CVE-2024-43932: 
WordPress vulnerability analysis and mitigation

A Missing Authorization vulnerability was discovered in POSIMYTH's The Plus Addons for Elementor Page Builder Lite, affecting versions through 5.6.2. The vulnerability was reported on July 17, 2024, by Rafie Muhammad and was officially published on August 26, 2024. This security issue involves incorrectly configured access control security levels (Patchstack).
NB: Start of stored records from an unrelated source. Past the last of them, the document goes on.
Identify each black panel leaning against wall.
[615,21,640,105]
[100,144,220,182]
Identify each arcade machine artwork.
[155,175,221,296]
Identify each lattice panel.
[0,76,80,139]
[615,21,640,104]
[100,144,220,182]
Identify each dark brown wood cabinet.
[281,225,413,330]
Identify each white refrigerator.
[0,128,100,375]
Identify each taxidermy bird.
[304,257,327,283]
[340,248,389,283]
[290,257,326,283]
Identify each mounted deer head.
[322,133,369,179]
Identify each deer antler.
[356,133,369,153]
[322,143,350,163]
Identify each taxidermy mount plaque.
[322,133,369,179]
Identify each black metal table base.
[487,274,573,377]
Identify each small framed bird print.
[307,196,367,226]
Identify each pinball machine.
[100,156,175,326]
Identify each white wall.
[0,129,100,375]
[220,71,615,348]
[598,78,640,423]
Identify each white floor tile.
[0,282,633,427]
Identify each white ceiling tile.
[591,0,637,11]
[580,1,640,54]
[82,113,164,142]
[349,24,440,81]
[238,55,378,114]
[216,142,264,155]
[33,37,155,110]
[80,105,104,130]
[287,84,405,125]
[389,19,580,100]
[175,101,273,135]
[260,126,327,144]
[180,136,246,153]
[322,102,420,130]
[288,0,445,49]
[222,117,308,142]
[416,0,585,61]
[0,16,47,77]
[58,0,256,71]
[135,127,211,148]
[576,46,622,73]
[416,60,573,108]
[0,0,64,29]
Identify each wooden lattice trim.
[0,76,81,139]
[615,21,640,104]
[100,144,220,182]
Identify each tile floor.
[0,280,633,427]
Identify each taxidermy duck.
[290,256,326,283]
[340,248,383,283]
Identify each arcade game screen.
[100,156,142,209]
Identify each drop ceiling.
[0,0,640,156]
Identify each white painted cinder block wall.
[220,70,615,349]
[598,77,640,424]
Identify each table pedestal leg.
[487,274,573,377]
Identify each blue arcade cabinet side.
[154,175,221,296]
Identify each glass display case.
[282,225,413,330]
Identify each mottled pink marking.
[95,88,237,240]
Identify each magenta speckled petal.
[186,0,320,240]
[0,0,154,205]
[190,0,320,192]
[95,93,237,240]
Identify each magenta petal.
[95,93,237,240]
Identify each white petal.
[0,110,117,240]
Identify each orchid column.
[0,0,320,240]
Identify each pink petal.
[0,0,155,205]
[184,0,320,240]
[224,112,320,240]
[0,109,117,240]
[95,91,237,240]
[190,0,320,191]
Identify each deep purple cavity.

The vulnerability is classified as a Broken Access Control issue (CWE-862) with varying CVSS scores. The National Vulnerability Database (NVD) assigned it a HIGH severity score of 8.8 (CVSS:3.1/AV:N/AC:L/PR:L/UI:N/S:U/C:H/I:H/A:H), while Patchstack rated it as MEDIUM with a score of 6.5 (CVSS:3.1/AV:N/AC:L/PR:L/UI:N/S:U/C:H/I:N/A:N). The vulnerability stems from missing authorization checks that could allow unprivileged users to execute higher privileged actions (NVD, Patchstack).

The vulnerability has been confirmed to be actively exploited in the wild. It allows unauthorized users with subscriber-level privileges to perform actions that should be restricted to users with higher privilege levels. The vulnerability is considered moderately dangerous with high potential for exploitation (Patchstack).

The vulnerability has been fixed in version 5.6.3 of the plugin. Users are strongly advised to update to this version or later immediately. For those unable to update immediately, Patchstack has issued a virtual patch to mitigate this issue by blocking potential attacks (Patchstack).